Low-level non-blocking API for integration with third-party event loops #99

Closed zeenix closed 1 year ago

In GitLab by @levans on Sep 15, 2020, 23:02

Some apps may wish to integrate a D-Bus connection into their event loop, but don't use Rust's async/await nor the associated runtimes.

Making zbus useable for such apps mostly implies providing two bits of API:

a non-blocking version of Connection::receive_message, that returns std::io::ErrorKind::WouldBlock if there is nothing to be read rather than blocking waiting for a message to arrive
access of a file descriptor, that the app can then register into its own event loop (backed by epoll or equivalent). I see that Connection already implements AsRawFd, so I suspect this is already possible?

Would that be in-scope for zbus?

In GitLab by @elmarco on Sep 16, 2020, 08:01

a non-blocking version of Connection::receive_message, that returns std::io::ErrorKind::WouldBlock if there is nothing to be read rather than blocking waiting for a message to arrive

Perhaps we should have a Connection::set_nonblocking API.

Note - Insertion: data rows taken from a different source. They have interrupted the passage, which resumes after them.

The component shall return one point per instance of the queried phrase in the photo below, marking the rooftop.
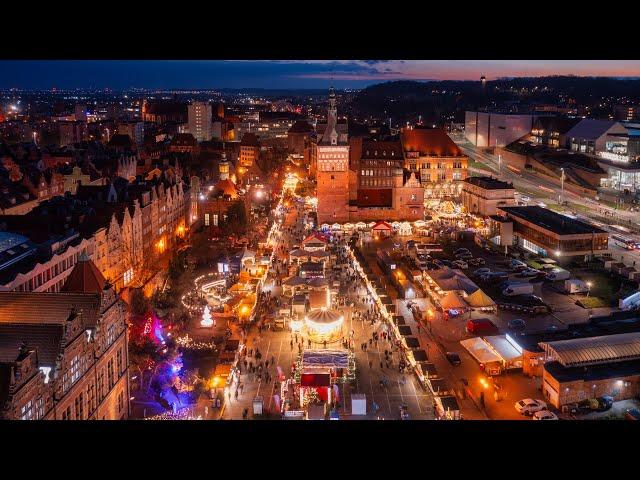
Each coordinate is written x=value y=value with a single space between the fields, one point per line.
x=430 y=142
x=552 y=221
x=595 y=350
x=489 y=183
x=594 y=372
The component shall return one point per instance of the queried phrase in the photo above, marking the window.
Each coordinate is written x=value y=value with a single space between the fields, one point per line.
x=66 y=414
x=39 y=408
x=110 y=377
x=75 y=369
x=128 y=276
x=111 y=334
x=26 y=412
x=119 y=361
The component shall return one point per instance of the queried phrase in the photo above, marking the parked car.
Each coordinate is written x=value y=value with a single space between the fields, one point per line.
x=557 y=275
x=529 y=272
x=453 y=358
x=545 y=415
x=478 y=262
x=517 y=265
x=518 y=289
x=404 y=414
x=461 y=264
x=516 y=324
x=480 y=326
x=529 y=406
x=494 y=278
x=481 y=271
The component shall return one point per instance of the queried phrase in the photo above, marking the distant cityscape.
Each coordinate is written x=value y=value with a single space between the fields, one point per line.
x=412 y=250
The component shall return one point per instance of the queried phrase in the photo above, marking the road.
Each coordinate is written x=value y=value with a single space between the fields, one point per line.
x=545 y=191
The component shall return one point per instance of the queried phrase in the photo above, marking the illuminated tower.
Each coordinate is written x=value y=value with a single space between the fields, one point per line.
x=332 y=154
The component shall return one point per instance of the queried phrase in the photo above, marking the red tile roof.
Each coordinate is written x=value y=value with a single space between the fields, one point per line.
x=374 y=197
x=226 y=187
x=313 y=238
x=429 y=142
x=85 y=277
x=382 y=226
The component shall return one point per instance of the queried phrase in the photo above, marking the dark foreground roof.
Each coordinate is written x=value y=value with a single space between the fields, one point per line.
x=551 y=220
x=593 y=372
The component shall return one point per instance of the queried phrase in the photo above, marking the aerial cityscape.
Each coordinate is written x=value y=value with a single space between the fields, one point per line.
x=320 y=240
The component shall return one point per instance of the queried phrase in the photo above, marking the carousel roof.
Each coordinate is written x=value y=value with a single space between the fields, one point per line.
x=381 y=226
x=317 y=282
x=294 y=281
x=323 y=316
x=315 y=238
x=325 y=358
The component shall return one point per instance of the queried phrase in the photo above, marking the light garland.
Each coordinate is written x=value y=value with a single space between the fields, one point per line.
x=182 y=414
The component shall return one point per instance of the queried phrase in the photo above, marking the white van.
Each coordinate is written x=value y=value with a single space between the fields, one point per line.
x=518 y=289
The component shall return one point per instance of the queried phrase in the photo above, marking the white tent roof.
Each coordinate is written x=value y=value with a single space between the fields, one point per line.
x=504 y=347
x=325 y=358
x=594 y=350
x=479 y=350
x=452 y=300
x=480 y=299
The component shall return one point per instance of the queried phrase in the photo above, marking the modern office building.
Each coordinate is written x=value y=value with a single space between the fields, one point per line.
x=552 y=131
x=604 y=138
x=200 y=121
x=547 y=233
x=436 y=159
x=483 y=195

access of a file descriptor, that the app can then register into its own event loop (backed by epoll or equivalent). I see that Connection already implements AsRawFd, so I suspect this is already possible?

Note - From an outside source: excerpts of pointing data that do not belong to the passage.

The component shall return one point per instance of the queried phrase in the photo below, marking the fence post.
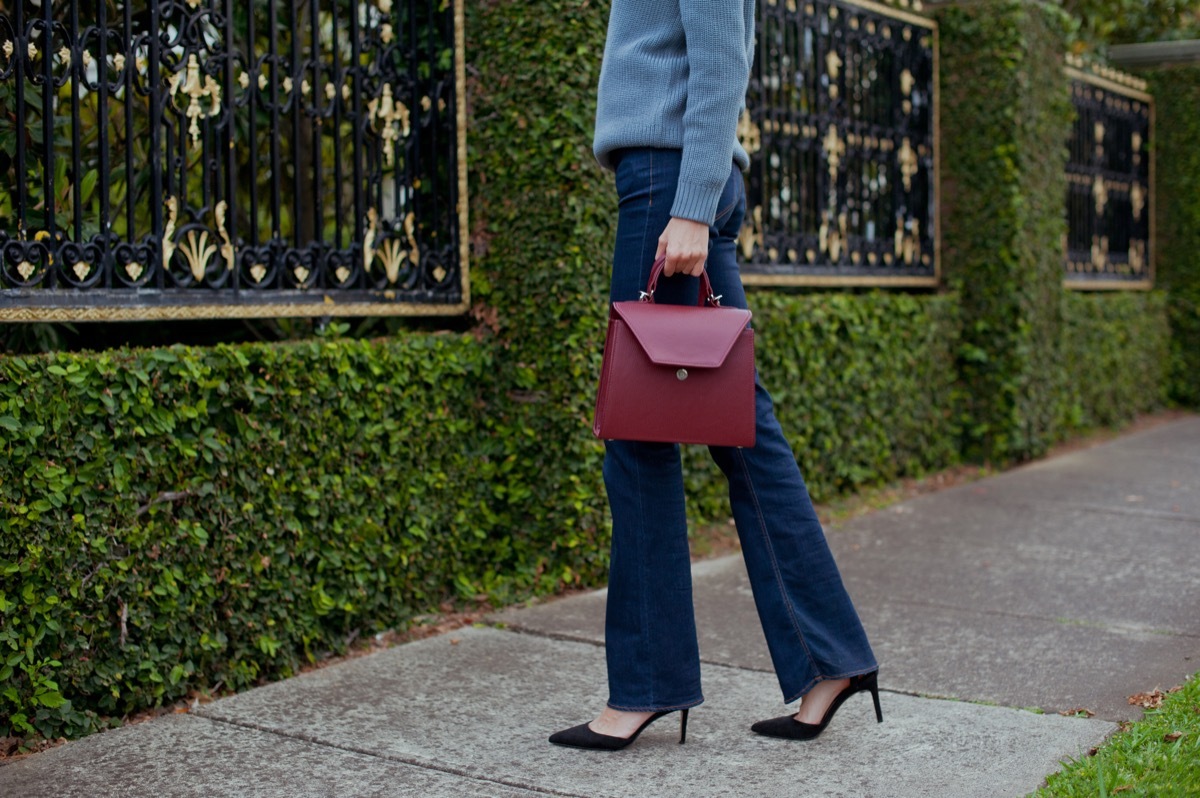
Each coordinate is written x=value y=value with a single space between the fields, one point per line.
x=1006 y=120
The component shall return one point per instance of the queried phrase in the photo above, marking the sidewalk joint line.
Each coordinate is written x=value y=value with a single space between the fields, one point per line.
x=388 y=757
x=1057 y=621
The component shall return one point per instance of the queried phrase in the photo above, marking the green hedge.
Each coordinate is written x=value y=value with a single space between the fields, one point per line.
x=863 y=384
x=1115 y=359
x=174 y=519
x=1177 y=209
x=1006 y=115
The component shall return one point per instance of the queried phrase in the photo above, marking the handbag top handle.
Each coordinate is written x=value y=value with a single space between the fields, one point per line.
x=706 y=286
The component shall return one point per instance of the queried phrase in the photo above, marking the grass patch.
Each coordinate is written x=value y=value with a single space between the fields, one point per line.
x=1158 y=755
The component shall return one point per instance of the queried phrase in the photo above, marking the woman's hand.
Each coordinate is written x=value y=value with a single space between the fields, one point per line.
x=685 y=244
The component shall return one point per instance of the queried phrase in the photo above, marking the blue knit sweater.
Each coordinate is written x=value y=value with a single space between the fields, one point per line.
x=675 y=76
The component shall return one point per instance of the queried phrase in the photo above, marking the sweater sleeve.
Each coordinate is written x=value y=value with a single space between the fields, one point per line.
x=718 y=72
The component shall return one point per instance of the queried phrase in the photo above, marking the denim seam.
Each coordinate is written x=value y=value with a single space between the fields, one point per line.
x=771 y=552
x=827 y=678
x=683 y=706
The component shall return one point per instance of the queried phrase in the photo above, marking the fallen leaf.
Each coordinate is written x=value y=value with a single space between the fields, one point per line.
x=1077 y=712
x=1152 y=700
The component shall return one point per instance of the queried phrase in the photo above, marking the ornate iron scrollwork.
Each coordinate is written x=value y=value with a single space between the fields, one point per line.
x=840 y=127
x=1108 y=180
x=191 y=159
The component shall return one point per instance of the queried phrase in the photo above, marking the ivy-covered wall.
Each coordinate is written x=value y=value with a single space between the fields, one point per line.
x=1006 y=115
x=1176 y=93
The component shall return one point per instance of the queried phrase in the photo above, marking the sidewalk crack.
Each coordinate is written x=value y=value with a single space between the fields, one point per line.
x=389 y=757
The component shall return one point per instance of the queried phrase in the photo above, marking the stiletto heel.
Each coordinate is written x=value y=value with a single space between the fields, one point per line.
x=787 y=727
x=583 y=737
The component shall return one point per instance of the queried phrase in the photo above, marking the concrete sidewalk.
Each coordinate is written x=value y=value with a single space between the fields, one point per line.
x=1068 y=583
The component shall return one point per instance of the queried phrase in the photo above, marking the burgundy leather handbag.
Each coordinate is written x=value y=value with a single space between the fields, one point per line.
x=677 y=373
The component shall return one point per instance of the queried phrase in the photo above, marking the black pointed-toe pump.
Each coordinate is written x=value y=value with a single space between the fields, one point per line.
x=787 y=727
x=583 y=737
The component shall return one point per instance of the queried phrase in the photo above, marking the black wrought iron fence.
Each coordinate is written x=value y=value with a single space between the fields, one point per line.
x=841 y=131
x=215 y=159
x=1109 y=181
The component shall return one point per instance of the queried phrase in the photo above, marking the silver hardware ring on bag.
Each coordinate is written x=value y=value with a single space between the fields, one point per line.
x=652 y=285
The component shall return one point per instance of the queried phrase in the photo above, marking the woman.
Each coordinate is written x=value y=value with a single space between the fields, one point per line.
x=672 y=87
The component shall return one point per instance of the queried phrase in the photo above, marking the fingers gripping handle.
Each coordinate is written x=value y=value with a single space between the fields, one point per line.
x=706 y=287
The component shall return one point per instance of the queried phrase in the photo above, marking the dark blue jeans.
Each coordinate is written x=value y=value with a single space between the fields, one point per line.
x=810 y=624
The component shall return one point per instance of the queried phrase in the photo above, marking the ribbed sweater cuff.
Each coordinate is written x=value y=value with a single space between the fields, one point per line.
x=696 y=202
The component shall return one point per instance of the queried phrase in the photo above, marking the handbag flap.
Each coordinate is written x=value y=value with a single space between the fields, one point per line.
x=683 y=335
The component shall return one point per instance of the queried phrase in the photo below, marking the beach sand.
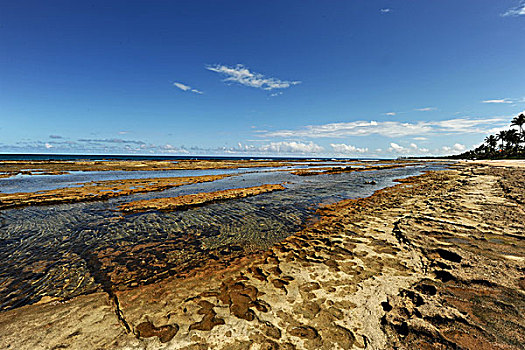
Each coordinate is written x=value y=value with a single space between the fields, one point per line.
x=435 y=262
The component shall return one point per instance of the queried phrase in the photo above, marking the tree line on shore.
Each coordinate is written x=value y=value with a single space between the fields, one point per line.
x=505 y=144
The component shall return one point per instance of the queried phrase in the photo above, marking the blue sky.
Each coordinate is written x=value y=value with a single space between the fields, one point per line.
x=304 y=78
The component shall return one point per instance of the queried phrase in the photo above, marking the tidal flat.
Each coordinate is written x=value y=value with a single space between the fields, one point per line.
x=342 y=254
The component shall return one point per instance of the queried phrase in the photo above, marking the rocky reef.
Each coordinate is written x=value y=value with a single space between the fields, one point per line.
x=350 y=169
x=99 y=190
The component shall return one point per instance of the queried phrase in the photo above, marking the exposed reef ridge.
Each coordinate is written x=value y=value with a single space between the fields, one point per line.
x=99 y=190
x=350 y=169
x=192 y=200
x=13 y=168
x=435 y=262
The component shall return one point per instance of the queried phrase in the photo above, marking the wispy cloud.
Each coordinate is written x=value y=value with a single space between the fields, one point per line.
x=501 y=100
x=185 y=87
x=342 y=148
x=426 y=109
x=392 y=128
x=242 y=75
x=515 y=11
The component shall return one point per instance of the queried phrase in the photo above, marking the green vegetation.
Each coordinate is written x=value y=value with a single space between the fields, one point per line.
x=506 y=144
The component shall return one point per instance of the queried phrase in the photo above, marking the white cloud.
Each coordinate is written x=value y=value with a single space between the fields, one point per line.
x=516 y=11
x=242 y=75
x=346 y=149
x=185 y=87
x=392 y=128
x=503 y=100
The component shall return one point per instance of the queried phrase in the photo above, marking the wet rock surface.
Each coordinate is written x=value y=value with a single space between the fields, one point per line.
x=98 y=190
x=193 y=200
x=434 y=262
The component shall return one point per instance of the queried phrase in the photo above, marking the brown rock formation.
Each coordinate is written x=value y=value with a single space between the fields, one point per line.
x=192 y=200
x=99 y=190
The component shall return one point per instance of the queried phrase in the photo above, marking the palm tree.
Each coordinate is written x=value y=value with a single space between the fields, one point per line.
x=502 y=136
x=513 y=138
x=492 y=142
x=519 y=121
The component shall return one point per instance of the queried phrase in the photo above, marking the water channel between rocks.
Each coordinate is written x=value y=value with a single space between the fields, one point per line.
x=71 y=249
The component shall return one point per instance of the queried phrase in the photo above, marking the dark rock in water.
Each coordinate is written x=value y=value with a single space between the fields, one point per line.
x=165 y=333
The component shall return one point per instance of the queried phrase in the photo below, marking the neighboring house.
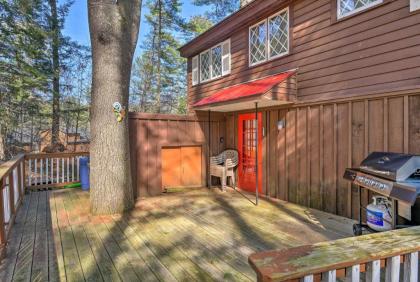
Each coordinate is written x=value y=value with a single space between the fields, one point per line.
x=331 y=80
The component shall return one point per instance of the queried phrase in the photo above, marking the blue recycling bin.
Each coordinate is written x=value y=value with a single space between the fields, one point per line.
x=84 y=173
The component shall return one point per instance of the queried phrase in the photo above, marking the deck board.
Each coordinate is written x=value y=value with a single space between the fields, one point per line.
x=196 y=234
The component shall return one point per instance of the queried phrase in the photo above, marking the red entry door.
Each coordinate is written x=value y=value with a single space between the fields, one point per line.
x=247 y=141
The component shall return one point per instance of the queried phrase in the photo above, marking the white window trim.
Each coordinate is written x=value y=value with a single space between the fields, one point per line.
x=211 y=62
x=288 y=35
x=194 y=83
x=206 y=51
x=267 y=43
x=249 y=43
x=340 y=16
x=229 y=55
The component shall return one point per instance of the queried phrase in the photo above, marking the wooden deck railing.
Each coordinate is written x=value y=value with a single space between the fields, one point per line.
x=52 y=170
x=392 y=255
x=32 y=171
x=12 y=185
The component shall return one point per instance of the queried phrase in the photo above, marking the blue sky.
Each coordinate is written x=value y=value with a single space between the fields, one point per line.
x=76 y=25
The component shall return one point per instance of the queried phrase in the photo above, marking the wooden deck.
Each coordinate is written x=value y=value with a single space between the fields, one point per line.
x=191 y=235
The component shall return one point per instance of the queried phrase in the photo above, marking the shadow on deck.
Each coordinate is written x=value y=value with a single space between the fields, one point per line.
x=200 y=234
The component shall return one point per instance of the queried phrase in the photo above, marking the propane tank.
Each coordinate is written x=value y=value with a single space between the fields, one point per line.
x=379 y=214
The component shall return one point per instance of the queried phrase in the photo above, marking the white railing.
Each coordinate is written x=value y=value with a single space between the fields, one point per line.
x=388 y=256
x=52 y=170
x=12 y=187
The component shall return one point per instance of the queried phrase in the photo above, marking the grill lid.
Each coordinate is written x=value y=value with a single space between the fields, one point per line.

Yes, and that's how I integrate zbus in a loop today, just listen for IN events and call try_handle_next. But I am not sure we want to advertize/support this method too much, as in the future we may have timers or multiple fds (for the server). And also I don't know how this plays with async. But for now, that's working quite fine.

as in the future we may have timers

What kind of timers? The generic timer (as in g_timeout_add) I would leave to async runtimes.

or multiple fds (for the server).

Wouldn't you just use multiple connections for that? We could create some kind of grouping type for Connection as well.

And also I don't know how this plays with async.

That would be my only worry here actually. But wouldn't this allow us to easily integrate with async runtimes as well? @sdroege could use your input here.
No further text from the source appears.